私の祖父は「京山」と言うブランド名で京竿づくりをして居りました、祇園で生まれて育った明治生まれの頑固で偏屈でしたが若い時から器用な人で作った竿は評判が良かったそうです。戦前迄竿づくりをして居りましたが、やがて材料の良いものが無くなり止めて終ったということです。祖父の作っていた竿は仕舞いが短いものも多く長さ一間半の竿でも1本の長さは23~24cm位です何故そんなに短いのかと言うと京都の旦那衆が今から釣りに行きますと言う格好では無く、着物の袂にそっと忍ばせて鴨川にじゃこ釣りに行くのが粋だったらしくその当時は結構流行りだった様です、竿だけではなく浮子や糸巻きまで凝った物を誂えていたらしく、現在の様に機能重視のゴムの浮子留めでは無く、浮子と竹に絹糸を巻き漆で仕上げた浮子留め等は同じ様な色やデザインで統一された物でこんな所にも気を使う心粋が感じられるものですね、糸巻きは鼈甲製の物があるのには私もびっくりしました。
残念ながら手許に祖父の竿はありません、私が最後に祖父の竿を見たのは約50年前京都の大丸百貨店の釣用具店に非売品として置かれていたものです。今でも竿に押された「京」の焼印が目に浮かびます、私は少しでもモノ創りの気持ちを受け継ごうとドメインに21世紀の「京山」と言う事でkyozan21と致しました。

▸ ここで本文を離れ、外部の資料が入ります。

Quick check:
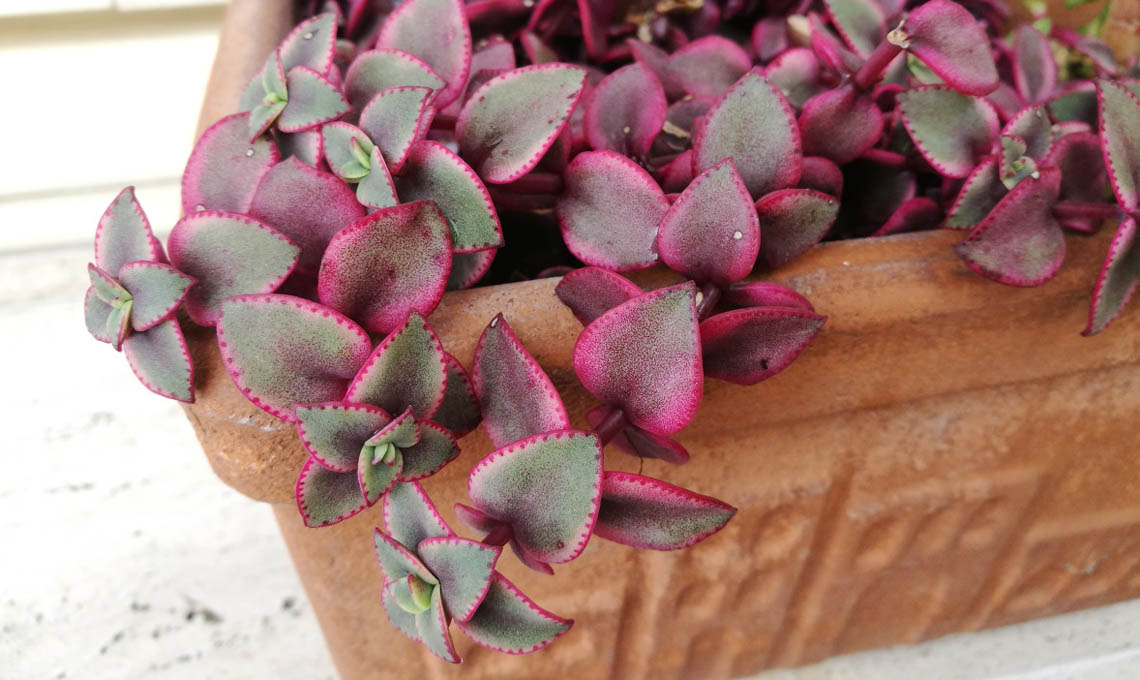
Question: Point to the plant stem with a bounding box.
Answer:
[1053,201,1123,219]
[594,406,629,446]
[852,40,903,90]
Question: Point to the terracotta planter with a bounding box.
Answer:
[186,0,1140,680]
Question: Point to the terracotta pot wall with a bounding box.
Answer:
[186,0,1140,680]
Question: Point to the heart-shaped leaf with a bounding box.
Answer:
[554,267,643,326]
[455,64,586,184]
[667,35,752,99]
[594,471,736,550]
[119,261,196,331]
[701,307,827,384]
[1083,217,1140,335]
[657,159,760,288]
[756,189,839,268]
[555,151,669,272]
[344,49,443,111]
[376,0,471,108]
[456,572,573,654]
[384,481,455,545]
[584,63,667,159]
[123,319,194,403]
[898,86,1000,177]
[182,113,280,214]
[294,402,392,472]
[95,186,166,276]
[573,282,703,435]
[954,168,1065,286]
[472,314,570,447]
[250,156,365,273]
[396,140,503,253]
[277,66,351,132]
[467,430,602,564]
[693,70,803,197]
[1094,80,1140,212]
[296,455,368,527]
[318,201,451,333]
[360,87,434,175]
[416,536,503,621]
[902,0,998,96]
[1011,24,1057,104]
[166,210,301,326]
[799,84,882,165]
[218,294,371,422]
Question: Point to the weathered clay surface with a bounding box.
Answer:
[187,0,1140,680]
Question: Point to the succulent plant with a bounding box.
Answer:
[84,0,1140,663]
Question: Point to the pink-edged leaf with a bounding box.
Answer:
[1094,80,1140,212]
[586,404,689,466]
[946,152,1007,229]
[250,156,365,273]
[119,261,196,331]
[182,113,280,214]
[166,210,301,326]
[344,49,443,111]
[594,471,736,550]
[824,0,887,58]
[1011,24,1057,104]
[871,196,942,236]
[376,0,471,108]
[764,47,827,108]
[456,572,573,654]
[296,455,368,527]
[799,156,844,197]
[667,35,752,98]
[657,159,760,288]
[277,66,350,132]
[318,201,451,333]
[83,285,112,342]
[898,85,1000,178]
[954,168,1065,286]
[799,84,882,164]
[693,70,803,197]
[722,281,815,311]
[344,313,447,420]
[554,267,643,326]
[467,430,602,564]
[701,307,827,384]
[416,536,503,621]
[396,141,503,253]
[1083,217,1140,335]
[472,314,570,447]
[384,481,455,545]
[95,186,166,276]
[218,294,372,422]
[399,421,459,481]
[360,87,434,175]
[555,151,669,272]
[372,528,439,584]
[455,64,586,184]
[756,189,839,268]
[573,282,703,435]
[888,0,998,96]
[433,355,483,438]
[123,319,194,403]
[294,402,392,472]
[584,63,667,157]
[447,251,497,291]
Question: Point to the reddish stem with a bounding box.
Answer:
[594,406,629,446]
[852,40,903,90]
[1053,201,1122,219]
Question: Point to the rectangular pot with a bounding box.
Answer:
[186,0,1140,680]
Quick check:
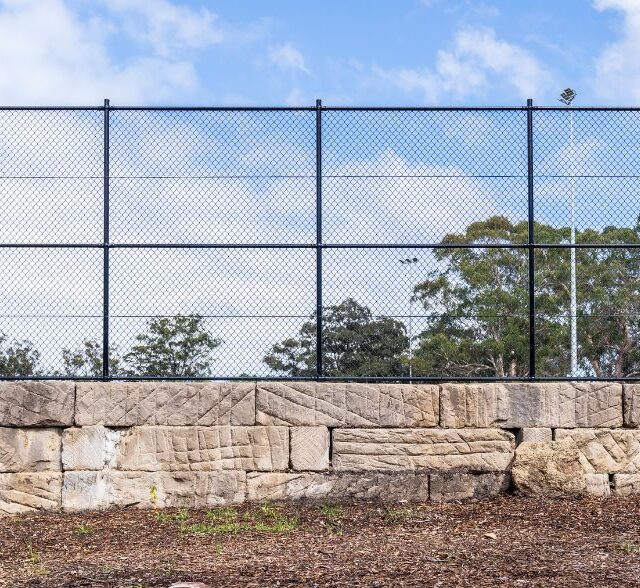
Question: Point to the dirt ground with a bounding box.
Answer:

この浮子は軸の中間に穴が開いていて、そこに息を吹き込むとピーと音がします、
浮子が沈むとそこから水が入り小さな音が聞こえるといわれています。
しかし余程耳の良い人でなければ聞こえないと思われますので
イメージで楽しんでいたのでしょう。そのような遊び心が嬉しいですね。

竿の穂先の3本スペアセットです。これだけが残っていました。 これは鼈甲製の糸巻きです。